Lors de la reprise des travaux interministériels consacrés à la “professionnalisation des accompagnants pour la réussite des enfants et adolescents” le 10-11 janvier 2013, l’UNEAVS a  mis à disposition de la présidente du groupe de travail, Madame Pénélope Komites, son document d’analyse n° 8 “sortir de la précarité les formateurs ou les salariés AVS  ?”.

Ce document fait suite de l’examen d’une proposition d’un « cahier de charges pour la formation des accompagnants des jeunes handicapés » transmise par l’association Fnaseph.

La conclusion de la proposition Fnaseph a tout particulièrement attiré notre attention car révélant des finalités autres allant bien en deçà de ce qui serait une prise en compte effective et réaliste  du cadre d’emploi actuel des salariés AVS de l’éducation nationale.

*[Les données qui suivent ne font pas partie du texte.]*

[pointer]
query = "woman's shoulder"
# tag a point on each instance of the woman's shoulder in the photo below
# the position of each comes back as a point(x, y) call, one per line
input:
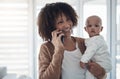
point(81, 43)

Nous avons intitulé le document “sortir de la précarité les formateurs ou les salariés AVS ?”. Ceci traduit notre sentiment du ton général des travaux depuis le début: La précarité professionnelle et personnelle des salariés (condition de travail, d’existence de vie) demeurent la grande absente de la réflexion en cours. Tant que demeura cette absence de réflexion et de mesures fortes pour y remédier dans l’éducation nationale, la professionnalisation des accompagnants tout temps de vie des jeunes handicapés souhaitée par les ministères se résumera au final à une pérennisation des besoins de structures associatives services à domicile , de formation, en lien avec le handicap et l’amélioration d’abord de la qualité de vie  de leurs salariés cadres, autres,…. au détriment des salariés précaires AVS et EVS, tout statut confondu.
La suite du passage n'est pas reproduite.